A young woman in a head shawl was next to be interviewed. The shawl highlighted her face and drew attention to its glowing features. Her dark eyes shone, her smile pure rapture. Her accented English was excellent. "I never thought I would live to see this day," she said. "I cannot tell you the pleasure I am feeling." She didn't need to; I could feel it myself.
It was at that moment -- watching the serene joy on the woman's face as delirium engulfed her -- that tears began to roll down my own cheeks. I remembered the ecstasy I felt at a party on election night, 2008, in front of the TV in somebody else's comfortable living room. The several-dozen people assembled erupted as the television announced that Barack Hussein Obama had been elected the first African-American president of the United States -- an event I had never expected in my lifetime. The feeling of accomplishment, pride and hope was palpable, just as it was in Egypt.
I thought back more than two decades, when I was a reporter myself and spent a week in Egypt on vacation. I had not expected to confront such poverty. The horses were so emaciated, they were too weak (or defeated) to swat flies that swarmed around them. Wherever I went, gaunt children tugged at my clothes, their fingers to their mouths in a gesture for food. I was appalled that a fellow tourist threw a cheap Bic pen at them, entertained by the sight of famished children diving for a trifle they might be able to sell.
In Cairo, I had been affronted by the noise and the mass of people, some hanging on the outside of packed, filthy buses, their faces grim. As a taxi drove me back to my hotel -- luxurious by Egyptian standards -- I passed military guards stationed on street corners, threatening machine guns in their hands. (My reaction to them would be recalled in the days after 9/11, as I walked uneasily by soldiers in camouflage and threatening machine guns in New York's Port Authority.)
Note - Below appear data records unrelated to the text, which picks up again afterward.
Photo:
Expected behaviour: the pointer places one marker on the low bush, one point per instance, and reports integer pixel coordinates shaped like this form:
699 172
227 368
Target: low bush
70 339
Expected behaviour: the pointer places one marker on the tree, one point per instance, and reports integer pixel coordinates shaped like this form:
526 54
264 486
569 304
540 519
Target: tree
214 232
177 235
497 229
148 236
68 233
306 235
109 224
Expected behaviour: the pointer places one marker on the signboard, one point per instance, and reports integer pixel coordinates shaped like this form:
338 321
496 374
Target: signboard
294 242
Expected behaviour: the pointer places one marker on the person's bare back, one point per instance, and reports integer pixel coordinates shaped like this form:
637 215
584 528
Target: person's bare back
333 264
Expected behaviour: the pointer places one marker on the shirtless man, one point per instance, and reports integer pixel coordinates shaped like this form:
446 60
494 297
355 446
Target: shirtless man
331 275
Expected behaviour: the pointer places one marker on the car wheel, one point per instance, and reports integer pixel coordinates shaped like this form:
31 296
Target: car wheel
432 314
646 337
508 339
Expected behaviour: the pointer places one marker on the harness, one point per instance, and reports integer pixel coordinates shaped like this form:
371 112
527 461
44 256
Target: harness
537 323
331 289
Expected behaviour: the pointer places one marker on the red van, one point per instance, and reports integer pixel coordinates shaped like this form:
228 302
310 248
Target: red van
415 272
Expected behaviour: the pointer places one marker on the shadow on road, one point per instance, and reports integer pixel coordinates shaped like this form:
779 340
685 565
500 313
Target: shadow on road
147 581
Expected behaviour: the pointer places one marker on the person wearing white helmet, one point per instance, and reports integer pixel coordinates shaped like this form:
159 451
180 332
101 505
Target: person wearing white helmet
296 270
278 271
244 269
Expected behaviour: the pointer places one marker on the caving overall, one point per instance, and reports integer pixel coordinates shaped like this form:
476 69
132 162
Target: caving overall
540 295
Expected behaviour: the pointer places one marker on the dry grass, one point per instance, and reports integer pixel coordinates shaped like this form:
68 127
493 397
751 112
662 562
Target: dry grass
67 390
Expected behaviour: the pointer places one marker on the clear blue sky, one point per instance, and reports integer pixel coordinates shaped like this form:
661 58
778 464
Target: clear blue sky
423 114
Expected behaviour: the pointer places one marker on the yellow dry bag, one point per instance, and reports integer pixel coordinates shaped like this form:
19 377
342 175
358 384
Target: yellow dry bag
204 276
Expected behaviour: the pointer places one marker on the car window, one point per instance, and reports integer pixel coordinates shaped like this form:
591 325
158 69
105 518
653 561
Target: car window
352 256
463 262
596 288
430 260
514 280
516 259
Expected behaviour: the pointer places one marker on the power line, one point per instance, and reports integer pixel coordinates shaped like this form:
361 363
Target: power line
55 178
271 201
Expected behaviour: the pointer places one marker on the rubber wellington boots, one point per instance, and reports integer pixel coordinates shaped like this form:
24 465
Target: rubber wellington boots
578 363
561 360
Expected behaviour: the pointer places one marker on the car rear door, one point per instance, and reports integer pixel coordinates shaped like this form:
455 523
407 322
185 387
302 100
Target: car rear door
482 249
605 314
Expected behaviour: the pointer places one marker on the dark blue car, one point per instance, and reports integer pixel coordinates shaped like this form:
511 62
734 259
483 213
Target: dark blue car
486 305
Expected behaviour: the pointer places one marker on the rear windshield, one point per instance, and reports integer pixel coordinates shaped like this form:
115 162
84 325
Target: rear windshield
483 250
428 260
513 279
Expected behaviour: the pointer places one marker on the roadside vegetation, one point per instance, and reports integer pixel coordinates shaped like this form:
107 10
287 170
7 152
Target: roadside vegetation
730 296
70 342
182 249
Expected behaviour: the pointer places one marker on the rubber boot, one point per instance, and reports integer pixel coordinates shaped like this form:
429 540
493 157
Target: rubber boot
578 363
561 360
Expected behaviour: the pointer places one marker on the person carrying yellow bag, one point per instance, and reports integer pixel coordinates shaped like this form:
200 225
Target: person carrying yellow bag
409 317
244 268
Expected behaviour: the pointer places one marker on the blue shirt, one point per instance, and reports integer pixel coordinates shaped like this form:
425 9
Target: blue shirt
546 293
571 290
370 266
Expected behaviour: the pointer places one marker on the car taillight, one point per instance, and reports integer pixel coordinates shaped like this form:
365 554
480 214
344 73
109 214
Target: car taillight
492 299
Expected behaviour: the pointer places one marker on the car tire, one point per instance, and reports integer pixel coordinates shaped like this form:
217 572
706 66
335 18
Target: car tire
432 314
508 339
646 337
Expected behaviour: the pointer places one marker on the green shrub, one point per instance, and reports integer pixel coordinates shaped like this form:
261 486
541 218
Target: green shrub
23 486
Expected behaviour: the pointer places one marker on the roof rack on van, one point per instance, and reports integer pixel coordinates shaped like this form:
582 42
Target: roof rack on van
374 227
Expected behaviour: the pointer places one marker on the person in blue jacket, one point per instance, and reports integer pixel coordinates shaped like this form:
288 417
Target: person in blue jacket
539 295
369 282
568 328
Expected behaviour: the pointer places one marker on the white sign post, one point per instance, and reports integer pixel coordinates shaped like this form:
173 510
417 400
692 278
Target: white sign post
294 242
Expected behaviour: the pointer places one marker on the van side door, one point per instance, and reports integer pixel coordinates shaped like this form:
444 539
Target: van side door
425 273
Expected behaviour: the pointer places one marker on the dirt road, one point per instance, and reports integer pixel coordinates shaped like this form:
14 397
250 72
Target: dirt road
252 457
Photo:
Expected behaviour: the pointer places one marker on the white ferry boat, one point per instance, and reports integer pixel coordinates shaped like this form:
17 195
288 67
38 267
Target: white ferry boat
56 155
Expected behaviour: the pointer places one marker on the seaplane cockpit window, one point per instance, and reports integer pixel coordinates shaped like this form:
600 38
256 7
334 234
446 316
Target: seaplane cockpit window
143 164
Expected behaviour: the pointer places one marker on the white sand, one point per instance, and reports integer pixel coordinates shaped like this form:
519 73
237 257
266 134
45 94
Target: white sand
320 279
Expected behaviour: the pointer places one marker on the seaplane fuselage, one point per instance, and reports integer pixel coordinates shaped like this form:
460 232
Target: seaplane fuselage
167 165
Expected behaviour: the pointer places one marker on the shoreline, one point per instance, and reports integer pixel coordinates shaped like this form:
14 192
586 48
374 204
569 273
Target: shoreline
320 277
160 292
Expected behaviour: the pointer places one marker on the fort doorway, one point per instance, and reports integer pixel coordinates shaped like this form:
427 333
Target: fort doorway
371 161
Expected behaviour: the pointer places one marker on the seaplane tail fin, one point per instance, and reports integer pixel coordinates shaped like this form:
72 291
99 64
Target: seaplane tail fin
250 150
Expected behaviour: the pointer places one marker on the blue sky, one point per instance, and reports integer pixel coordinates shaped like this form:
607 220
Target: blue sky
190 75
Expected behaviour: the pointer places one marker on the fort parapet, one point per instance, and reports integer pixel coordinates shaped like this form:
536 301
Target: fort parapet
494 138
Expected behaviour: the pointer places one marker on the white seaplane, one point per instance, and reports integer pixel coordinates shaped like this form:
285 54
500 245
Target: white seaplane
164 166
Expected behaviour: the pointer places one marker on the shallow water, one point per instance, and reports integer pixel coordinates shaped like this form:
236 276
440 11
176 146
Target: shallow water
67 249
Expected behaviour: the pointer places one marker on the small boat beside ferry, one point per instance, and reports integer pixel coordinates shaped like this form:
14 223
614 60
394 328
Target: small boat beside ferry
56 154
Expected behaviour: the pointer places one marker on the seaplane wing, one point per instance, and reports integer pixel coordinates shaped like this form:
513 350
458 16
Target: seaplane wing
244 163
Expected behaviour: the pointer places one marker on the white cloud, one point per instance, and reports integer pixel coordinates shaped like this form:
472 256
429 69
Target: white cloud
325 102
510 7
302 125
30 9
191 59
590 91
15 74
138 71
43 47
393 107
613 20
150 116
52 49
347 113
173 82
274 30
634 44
My memory of the squalor and military presence made it all the more powerful to see unarmed Egyptians -- perhaps some the begging children I had seen when I visited -- rise up and do the impossible. And now there was a feeling of hope, a sense that destiny had played its hand.
And so I cried, like I do when I work with people who have been beaten down -- sometimes literally, more often psychologically by traumatic experiences beyond their control. I am moved by their strength and persistence. I am moved by the human spirit.